South African plant species

Heliophila africana, the African sunspurge or little blue mouth, is a species of plant from South Africa.

== Description ==
This annual herb grows up to 135 cm tall. It is most commonly 60-70 cm and may be sparely branched. The leaves are lance shaped and are sometimes toothed. They lack stipules. They grow to be up to 13 cm long and sometimes have lobes. The lower leaves grow on stalks, while the upper leaves are stalkless.

Flowers, which are blue or mauve in colour, are most common between August and October. They have four round petals with basal appendages surrounding a white center and a yellow stamen. While one appendage per petal is most common, they may rarely have two. They contain 20-52 ovules. The flowers are only open when it is warm, and will close when the environment cools.

The fruits are liner. They are 13-100 mm long. They are flat or slightly rounded in cross-section with straight margins and 3-nerved valves although rare 5-valved specimens have been found). The seeds are subcircular or a broad oblong in shape and are 1.7-2.3 mm long.

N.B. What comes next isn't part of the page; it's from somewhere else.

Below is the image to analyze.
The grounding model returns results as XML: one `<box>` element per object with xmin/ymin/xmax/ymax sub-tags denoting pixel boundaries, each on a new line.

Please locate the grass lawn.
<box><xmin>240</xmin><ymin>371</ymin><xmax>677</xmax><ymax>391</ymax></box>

== Distribution and habitat ==
This species is endemic to South Africa. It is found between Namaqualand and Swellendam, although it is most common between the Cape Peninsula and Clanwilliam. It prefers sandy flats, where it grows between bushes and rocks.

== Chemistry ==
Fatty acids make up approximately a third of the seed's dry weight for this species. Approximately 41% of this is made up of very-long-chain fatty acids. Linoleic acid makes up around 22% of the seed fatty acids. The relatively high levels of nervonic acid and lower levels of erucic acid may make this species one of commercial interest.